There are variables, like water profile and yeast, hops(Styrians) which are going to play big time in the final product. The recipe I gave will get you in the ball park, regardless if you've got floor malted Golden Promise or not. Ideally Wyeast 1469, which and is the Taylor yeast strain.
My experience is quite different to this.
Golden Promise is a barley variety. The way the maltster produces malt from that variety WILL play a large part in the finished beer. Floor malted from the likes of Thomas Fawcett compared with Bairds are worlds apart.
My first experiment to produce something similar to TTLL used an almost indentical recipe to your recipe. The only GP I can find in Australia is Bairds (atm) and using this malt in that recipe gave me nothing like TTLL. First one was thin and insipid, I mashed higher and although a bit more body, really wasn't similar to the TTLL I had tasted.

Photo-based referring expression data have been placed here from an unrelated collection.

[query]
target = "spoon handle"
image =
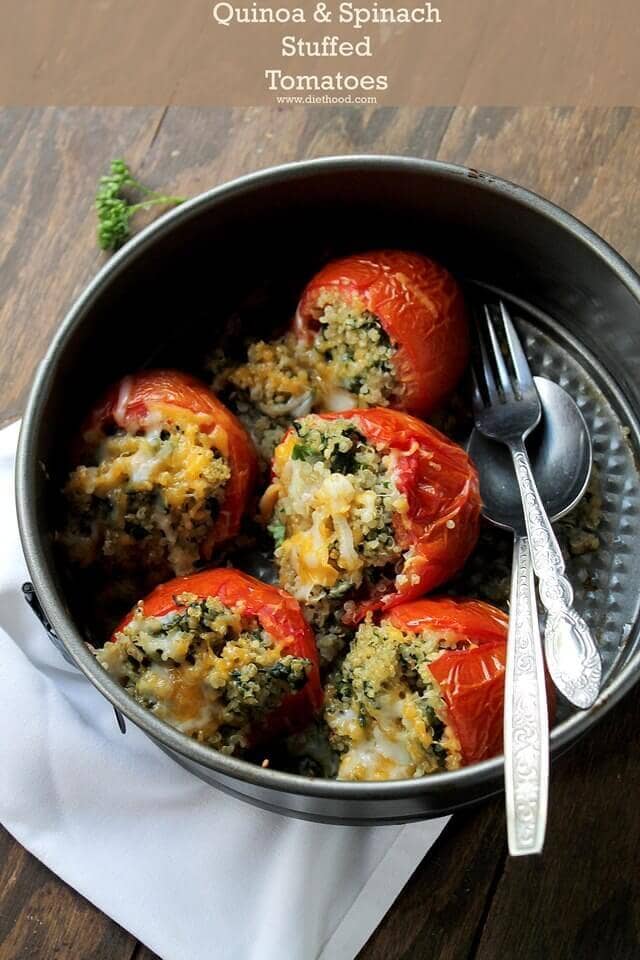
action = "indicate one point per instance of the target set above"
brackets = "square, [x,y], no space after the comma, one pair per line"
[526,718]
[572,656]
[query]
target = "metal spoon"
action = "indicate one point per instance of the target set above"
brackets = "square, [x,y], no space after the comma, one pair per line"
[561,458]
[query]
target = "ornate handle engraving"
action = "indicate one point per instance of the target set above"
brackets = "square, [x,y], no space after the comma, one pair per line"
[526,722]
[572,656]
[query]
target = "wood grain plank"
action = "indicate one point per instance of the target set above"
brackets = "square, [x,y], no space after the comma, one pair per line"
[47,247]
[437,915]
[40,916]
[582,897]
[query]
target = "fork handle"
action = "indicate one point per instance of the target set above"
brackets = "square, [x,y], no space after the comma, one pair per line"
[572,656]
[526,718]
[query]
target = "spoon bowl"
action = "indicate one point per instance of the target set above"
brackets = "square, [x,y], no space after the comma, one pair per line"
[561,457]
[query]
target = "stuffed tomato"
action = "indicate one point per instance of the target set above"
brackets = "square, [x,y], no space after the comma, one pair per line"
[421,692]
[386,328]
[370,505]
[163,473]
[222,657]
[392,327]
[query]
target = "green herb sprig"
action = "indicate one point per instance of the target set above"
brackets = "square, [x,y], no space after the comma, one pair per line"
[115,208]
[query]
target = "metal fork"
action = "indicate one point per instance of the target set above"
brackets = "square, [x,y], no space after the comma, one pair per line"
[507,408]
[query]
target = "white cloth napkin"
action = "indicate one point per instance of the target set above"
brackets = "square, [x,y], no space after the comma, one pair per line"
[186,869]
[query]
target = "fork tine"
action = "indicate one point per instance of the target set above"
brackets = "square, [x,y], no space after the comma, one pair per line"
[503,374]
[477,398]
[519,360]
[484,378]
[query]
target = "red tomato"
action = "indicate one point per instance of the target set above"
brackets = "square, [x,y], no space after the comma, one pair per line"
[276,611]
[471,679]
[441,526]
[129,404]
[420,307]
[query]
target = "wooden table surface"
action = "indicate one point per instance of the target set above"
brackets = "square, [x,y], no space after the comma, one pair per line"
[581,899]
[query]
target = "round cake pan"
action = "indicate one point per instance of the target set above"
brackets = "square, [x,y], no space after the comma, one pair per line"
[240,254]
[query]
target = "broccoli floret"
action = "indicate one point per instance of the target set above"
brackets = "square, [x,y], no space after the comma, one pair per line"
[115,209]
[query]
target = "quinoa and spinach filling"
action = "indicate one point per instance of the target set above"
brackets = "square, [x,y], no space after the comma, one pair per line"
[349,364]
[206,669]
[333,522]
[386,717]
[148,499]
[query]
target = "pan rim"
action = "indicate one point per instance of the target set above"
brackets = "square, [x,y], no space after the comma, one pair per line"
[53,603]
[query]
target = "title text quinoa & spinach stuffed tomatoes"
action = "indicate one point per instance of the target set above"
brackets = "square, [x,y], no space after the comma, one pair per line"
[163,472]
[422,691]
[386,328]
[222,657]
[368,508]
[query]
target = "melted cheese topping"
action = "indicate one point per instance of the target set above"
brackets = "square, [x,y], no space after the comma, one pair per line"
[348,364]
[208,670]
[152,496]
[334,497]
[384,710]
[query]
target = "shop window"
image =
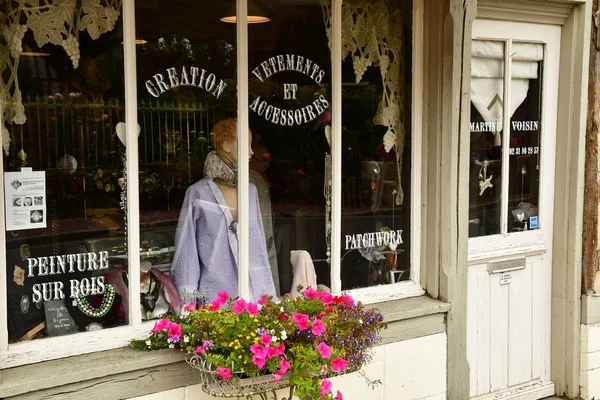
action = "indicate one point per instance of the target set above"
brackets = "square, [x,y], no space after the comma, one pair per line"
[505,160]
[63,158]
[68,263]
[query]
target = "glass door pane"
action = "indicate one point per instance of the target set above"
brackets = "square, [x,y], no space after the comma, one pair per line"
[487,114]
[525,136]
[289,64]
[186,71]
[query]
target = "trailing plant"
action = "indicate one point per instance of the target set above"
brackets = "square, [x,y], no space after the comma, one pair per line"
[306,339]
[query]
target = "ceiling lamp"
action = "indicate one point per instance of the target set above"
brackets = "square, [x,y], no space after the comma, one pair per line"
[255,15]
[139,41]
[34,54]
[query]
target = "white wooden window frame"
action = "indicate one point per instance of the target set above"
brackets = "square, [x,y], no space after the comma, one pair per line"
[509,244]
[17,354]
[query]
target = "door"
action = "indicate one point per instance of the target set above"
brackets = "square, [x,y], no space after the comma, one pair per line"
[514,92]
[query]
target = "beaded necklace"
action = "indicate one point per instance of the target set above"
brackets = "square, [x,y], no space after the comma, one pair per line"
[105,306]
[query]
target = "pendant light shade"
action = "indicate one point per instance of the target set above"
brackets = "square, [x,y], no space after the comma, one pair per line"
[255,14]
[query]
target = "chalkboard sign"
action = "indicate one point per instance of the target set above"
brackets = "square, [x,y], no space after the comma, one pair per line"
[58,319]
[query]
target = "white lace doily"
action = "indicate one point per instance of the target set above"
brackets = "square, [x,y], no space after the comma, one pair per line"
[52,21]
[372,35]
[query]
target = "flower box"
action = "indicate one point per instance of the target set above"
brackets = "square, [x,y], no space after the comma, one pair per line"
[243,349]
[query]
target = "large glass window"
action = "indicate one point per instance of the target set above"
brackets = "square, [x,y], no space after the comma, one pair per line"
[63,173]
[68,261]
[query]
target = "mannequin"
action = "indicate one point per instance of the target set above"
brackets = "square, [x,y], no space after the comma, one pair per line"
[206,246]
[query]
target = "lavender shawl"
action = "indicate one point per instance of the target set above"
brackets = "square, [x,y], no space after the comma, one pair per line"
[206,246]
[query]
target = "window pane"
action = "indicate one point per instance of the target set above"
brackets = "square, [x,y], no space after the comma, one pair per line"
[487,108]
[186,72]
[376,172]
[66,259]
[290,79]
[525,133]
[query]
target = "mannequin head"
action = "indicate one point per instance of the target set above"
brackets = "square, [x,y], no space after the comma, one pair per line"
[225,140]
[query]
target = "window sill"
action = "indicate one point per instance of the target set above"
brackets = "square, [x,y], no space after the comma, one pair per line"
[124,372]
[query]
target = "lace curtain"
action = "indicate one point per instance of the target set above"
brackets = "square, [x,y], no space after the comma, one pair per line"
[58,22]
[487,78]
[372,36]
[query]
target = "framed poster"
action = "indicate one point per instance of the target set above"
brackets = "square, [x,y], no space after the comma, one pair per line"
[25,199]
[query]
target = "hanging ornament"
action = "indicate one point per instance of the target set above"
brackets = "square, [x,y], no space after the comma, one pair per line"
[121,131]
[484,180]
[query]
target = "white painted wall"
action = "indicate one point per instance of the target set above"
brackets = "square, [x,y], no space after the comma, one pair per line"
[590,362]
[409,370]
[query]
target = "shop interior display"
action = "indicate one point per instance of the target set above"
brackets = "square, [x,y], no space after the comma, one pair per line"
[65,116]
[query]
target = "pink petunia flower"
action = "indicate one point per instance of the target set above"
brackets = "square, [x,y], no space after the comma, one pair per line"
[223,297]
[281,349]
[326,298]
[252,309]
[202,349]
[259,361]
[215,305]
[347,299]
[324,350]
[311,293]
[272,352]
[239,306]
[160,325]
[174,330]
[284,366]
[301,320]
[278,376]
[325,386]
[258,350]
[318,327]
[338,364]
[224,373]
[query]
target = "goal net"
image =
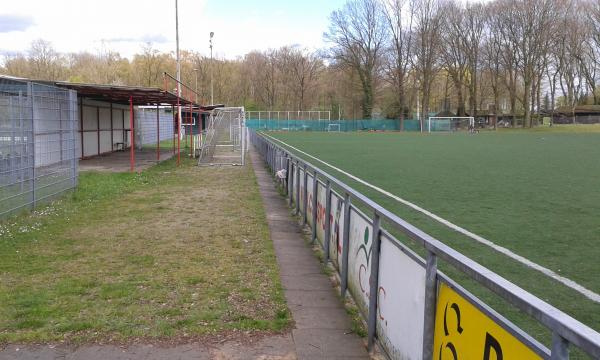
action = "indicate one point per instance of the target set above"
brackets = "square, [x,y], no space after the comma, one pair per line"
[225,142]
[450,123]
[289,120]
[333,128]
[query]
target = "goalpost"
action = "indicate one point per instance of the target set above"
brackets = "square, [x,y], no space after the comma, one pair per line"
[333,127]
[451,123]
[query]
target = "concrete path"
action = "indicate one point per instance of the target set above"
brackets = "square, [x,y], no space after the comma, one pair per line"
[322,326]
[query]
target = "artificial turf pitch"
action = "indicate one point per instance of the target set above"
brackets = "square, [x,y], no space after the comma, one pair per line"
[536,193]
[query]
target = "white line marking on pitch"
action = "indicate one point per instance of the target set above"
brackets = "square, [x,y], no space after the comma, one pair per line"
[568,282]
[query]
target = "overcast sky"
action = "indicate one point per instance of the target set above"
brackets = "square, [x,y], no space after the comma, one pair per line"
[125,25]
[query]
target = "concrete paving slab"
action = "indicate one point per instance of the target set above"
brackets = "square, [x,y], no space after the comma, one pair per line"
[320,317]
[283,226]
[316,298]
[322,325]
[306,282]
[327,343]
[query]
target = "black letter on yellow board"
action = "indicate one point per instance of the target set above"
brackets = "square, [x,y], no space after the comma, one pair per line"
[491,342]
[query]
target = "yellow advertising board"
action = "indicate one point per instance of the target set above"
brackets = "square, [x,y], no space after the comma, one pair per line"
[463,332]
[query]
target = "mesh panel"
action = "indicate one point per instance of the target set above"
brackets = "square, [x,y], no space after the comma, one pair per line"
[225,142]
[38,144]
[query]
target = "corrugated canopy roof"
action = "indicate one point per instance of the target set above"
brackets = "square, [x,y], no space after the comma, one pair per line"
[121,94]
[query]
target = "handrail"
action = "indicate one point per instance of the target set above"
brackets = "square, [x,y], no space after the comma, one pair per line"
[560,323]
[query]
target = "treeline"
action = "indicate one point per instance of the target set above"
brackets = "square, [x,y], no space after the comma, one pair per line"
[519,57]
[385,58]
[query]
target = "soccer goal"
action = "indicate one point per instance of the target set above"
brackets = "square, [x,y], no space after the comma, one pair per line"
[451,123]
[333,127]
[225,142]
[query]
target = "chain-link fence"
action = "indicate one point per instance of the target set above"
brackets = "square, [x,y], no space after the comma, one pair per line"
[38,143]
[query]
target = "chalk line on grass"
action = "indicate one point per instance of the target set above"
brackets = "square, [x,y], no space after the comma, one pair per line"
[565,281]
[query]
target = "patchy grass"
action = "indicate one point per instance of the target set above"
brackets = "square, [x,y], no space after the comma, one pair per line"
[166,253]
[534,192]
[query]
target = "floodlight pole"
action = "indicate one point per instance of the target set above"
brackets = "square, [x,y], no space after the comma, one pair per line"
[196,71]
[178,67]
[212,98]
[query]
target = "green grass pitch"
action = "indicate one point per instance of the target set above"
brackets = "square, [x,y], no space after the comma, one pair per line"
[536,193]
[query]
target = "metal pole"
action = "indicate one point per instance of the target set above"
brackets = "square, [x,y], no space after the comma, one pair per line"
[32,142]
[326,220]
[305,197]
[178,133]
[345,243]
[430,300]
[297,187]
[212,98]
[374,280]
[174,126]
[131,136]
[196,71]
[157,133]
[287,175]
[314,206]
[291,175]
[560,348]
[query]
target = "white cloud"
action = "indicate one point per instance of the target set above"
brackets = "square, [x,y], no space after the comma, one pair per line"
[125,25]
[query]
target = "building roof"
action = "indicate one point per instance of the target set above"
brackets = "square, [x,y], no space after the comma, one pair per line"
[117,94]
[579,110]
[121,94]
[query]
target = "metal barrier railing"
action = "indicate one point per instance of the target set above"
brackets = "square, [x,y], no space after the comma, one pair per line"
[411,291]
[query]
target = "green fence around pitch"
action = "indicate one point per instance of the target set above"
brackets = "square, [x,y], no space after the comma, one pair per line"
[323,125]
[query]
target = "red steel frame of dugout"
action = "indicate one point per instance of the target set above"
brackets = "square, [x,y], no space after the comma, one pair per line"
[134,96]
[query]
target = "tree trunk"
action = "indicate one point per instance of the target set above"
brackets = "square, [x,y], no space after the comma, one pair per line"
[526,102]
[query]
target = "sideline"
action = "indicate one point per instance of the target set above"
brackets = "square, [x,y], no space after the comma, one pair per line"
[565,281]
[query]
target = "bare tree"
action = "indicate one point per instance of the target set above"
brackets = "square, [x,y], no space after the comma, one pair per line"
[358,35]
[425,58]
[302,69]
[401,31]
[45,61]
[454,51]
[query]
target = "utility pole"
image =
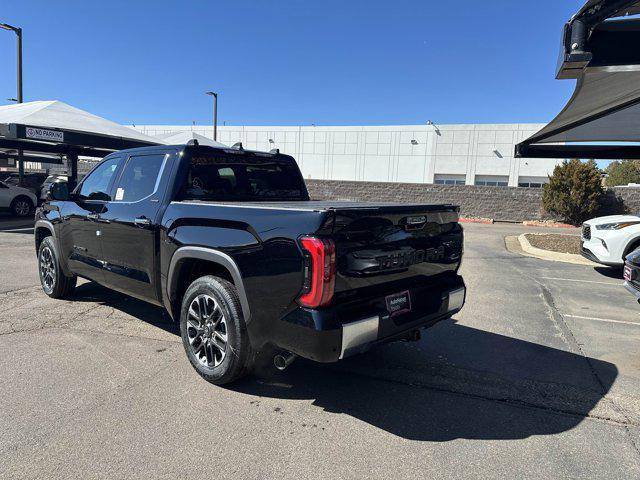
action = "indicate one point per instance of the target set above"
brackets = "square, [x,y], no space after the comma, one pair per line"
[215,114]
[18,32]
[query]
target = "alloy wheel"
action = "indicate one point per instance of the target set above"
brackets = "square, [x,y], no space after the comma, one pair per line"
[207,331]
[47,269]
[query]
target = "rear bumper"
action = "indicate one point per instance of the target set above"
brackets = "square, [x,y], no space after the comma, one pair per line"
[312,335]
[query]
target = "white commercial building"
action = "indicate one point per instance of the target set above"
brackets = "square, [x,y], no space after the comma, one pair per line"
[442,154]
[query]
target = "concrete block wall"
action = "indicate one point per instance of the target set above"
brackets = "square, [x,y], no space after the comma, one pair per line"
[391,153]
[499,203]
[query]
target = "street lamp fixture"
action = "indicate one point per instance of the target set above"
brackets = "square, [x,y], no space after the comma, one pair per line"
[215,114]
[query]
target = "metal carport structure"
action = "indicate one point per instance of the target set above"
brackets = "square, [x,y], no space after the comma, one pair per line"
[602,118]
[44,131]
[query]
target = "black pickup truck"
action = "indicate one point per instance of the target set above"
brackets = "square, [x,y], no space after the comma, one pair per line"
[228,241]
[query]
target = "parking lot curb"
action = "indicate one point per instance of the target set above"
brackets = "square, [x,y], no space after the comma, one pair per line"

This was using the same water profile as TT's source (less any adjustments they do in the brewery) and the yeast strain from Wyeast. Hops were styrian goldings, some EKG and some fuggles, I forget the exact hop mix. the hop character wasn't that far off the genuine beer.
What malster's GP do you use Whorst?
The very reason it was suggested to me to try Bairds MO plus some munich...
Boiling down some 1st runnings to caramelise them has been done to death and is a lot of effort that doesnt seem worth it IMO. To get that extra bit of colour that MO and munich dont quite provide i added 4/5ths of FA carafa spec II. Colour is very close now and i am happy with the malt profile, hopping etc.
Is it a clone? Maybe not. Hence why its called Publican not Landlord.
I did try and resist honestlyI wondered how long it would be until ausdb pocked his head in here.
Cool, thanks, does anyone have yorkshire (assuming that is the one to use) water profile?
Im thinking of kegging and carbonating with priming sugar how much for 2 vol co2?
Is it the same as for bottling or a reduced amount per litre?
Thanks for the hints on 1469 ausdb. will definately use this yeast.